Trump activa poderes extraordinarios con una ley de la Guerra Fría para intervenir toda la cadena energética de EEUU
La Administración de Donald Trump ha aprobado de una sola vez cinco memorandos presidenciales para movilizar la sección 303 de la Defense Production Act de 1950 sobre prácticamente toda la cadena energética de Estados Unidos. Los textos abarcan desde la red eléctrica, la producción, refino y logística de petróleo, la transmisión, procesado, almacenamiento y exportación de gas natural y GNL, las cadenas de suministro de carbón y la generación de base, y el desarrollo, fabricación y despliegue de grandes infraestructuras energéticas.
El movimiento supone un salto cualitativo en la política energética de Washington, porque la Casa Blanca no se limita a declarar sectores prioritarios, sino que los eleva explícitamente a la categoría de recursos industriales, materiales o tecnologías críticas esenciales para la defensa nacional.
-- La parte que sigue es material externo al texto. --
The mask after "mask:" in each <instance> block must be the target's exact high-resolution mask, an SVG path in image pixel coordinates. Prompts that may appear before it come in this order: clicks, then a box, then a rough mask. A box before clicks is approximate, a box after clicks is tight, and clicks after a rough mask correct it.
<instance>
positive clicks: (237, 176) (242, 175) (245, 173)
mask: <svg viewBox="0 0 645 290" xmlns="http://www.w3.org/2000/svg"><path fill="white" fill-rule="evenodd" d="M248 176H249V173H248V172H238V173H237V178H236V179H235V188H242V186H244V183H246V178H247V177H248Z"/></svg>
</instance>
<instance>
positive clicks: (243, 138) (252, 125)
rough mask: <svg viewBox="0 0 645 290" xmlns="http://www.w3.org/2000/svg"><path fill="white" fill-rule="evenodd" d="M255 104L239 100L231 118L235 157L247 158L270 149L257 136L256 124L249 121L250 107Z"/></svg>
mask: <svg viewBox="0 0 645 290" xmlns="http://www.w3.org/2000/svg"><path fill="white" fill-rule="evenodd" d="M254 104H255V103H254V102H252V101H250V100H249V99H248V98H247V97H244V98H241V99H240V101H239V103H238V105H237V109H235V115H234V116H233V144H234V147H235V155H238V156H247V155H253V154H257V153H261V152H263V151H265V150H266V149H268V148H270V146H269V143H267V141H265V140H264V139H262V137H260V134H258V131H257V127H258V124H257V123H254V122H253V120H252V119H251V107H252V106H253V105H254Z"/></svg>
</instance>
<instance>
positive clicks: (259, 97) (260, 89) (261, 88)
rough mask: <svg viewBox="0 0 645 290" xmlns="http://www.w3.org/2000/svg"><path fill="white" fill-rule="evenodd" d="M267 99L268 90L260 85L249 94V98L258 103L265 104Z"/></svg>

El encaje legal elegido es la sección 303 de la Defense Production Act, que permite al presidente habilitar compras públicas, compromisos de compra, apoyo financiero al desarrollo de capacidades productivas y otros instrumentos de intervención para expandir la base industrial doméstica.
La cobertura política de esta ofensiva se apoya en
la Executive Order 14156, firmada el 20 de enero de 2025, con la que Trump declaró una emergencia energética nacional. Esa emergencia siguió vigente en 2026, después de que la Casa Blanca notificara formalmente su continuidad por un año más en enero. Sobre esa base, los nuevos memorandos sostienen que la insuficiencia de producción, transporte, refino, generación e infraestructuras energéticas representa una amenaza para la economía, la seguridad nacional y la política exterior de Estados Unidos.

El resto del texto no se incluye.